Florida Southern College Graduation 1973
- bjackson1940
- May 11, 1973
- 10 min read
May 11, 1973

Scripture: I Kings 8:1-13
Dr. Thrift, Bishop Blackburn, distinguished Trustees, platform guests, honored graduates, proud parents.... Gee, this is getting so formal I think I’ll throw up...
Anything to change the mood. It’s unnerving. I’m so used to the hostility of Convo. Quietness and receptivity in Branscomb is a little bit eerie. I keep expecting something to happen. I think I’d better get moving before the bomb call comes.
I do deeply appreciate those exceedingly gracious words of introduction. They are, of course, exaggerated. I am reminded of the old story Hal Luccock tells about the instructions that were handed out to a group of photographers who were covering a certain speaking event. The instructions said, cryptically, “Please do not take pictures of the speaker while they are actually engaged in speaking.... Shoot them before they reach the platform.” This is probably good advice on an occasion like this, and I promise to do my best to remember it.
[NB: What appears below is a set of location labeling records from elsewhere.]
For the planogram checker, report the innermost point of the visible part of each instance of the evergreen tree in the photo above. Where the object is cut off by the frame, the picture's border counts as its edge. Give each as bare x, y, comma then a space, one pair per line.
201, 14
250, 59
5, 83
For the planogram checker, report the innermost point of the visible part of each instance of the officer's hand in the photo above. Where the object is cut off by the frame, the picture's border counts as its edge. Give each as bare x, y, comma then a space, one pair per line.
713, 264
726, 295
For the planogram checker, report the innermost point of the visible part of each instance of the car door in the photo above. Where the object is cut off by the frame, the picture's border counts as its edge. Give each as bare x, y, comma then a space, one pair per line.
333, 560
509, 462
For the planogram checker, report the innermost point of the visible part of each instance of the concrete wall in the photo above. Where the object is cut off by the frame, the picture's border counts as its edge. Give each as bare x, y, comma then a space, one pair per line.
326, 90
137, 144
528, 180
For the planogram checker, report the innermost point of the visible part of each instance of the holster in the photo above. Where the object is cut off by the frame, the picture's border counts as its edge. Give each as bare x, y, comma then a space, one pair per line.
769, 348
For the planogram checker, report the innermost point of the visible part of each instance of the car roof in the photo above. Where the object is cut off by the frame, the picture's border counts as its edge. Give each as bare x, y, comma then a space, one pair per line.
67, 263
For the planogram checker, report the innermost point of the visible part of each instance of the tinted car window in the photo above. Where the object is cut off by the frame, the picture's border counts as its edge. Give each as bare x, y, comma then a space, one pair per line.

This little preoration this afternoon is not billed as a sermon – that word carries definite negative connotations nowadays – it’s billed, rather, as a commencement address... you can see it right there on the program... yet those of you who know something of the programming of a preacher know perfectly well that no matter what you call it, no matter how you restrict him, you’re not going to dam up for long the natural propensity of a homiletician to degenerate to the level of exhortation. There just ain’t no way.
Secularize him, dehumidify him, perfume him all you like... a preacher’s gotta preach, and I’m not about to let this chance get away without responding to the call of the wild. It’s the last chance I’ll ever have with some, and I might add it’s the first chance I’ve had with a number of others.
So fair warning, and with out apology, I read a passage of scripture from the Book of First Kings.... That, in case you’ve forgotten your Religion 205 is in the Old Testament.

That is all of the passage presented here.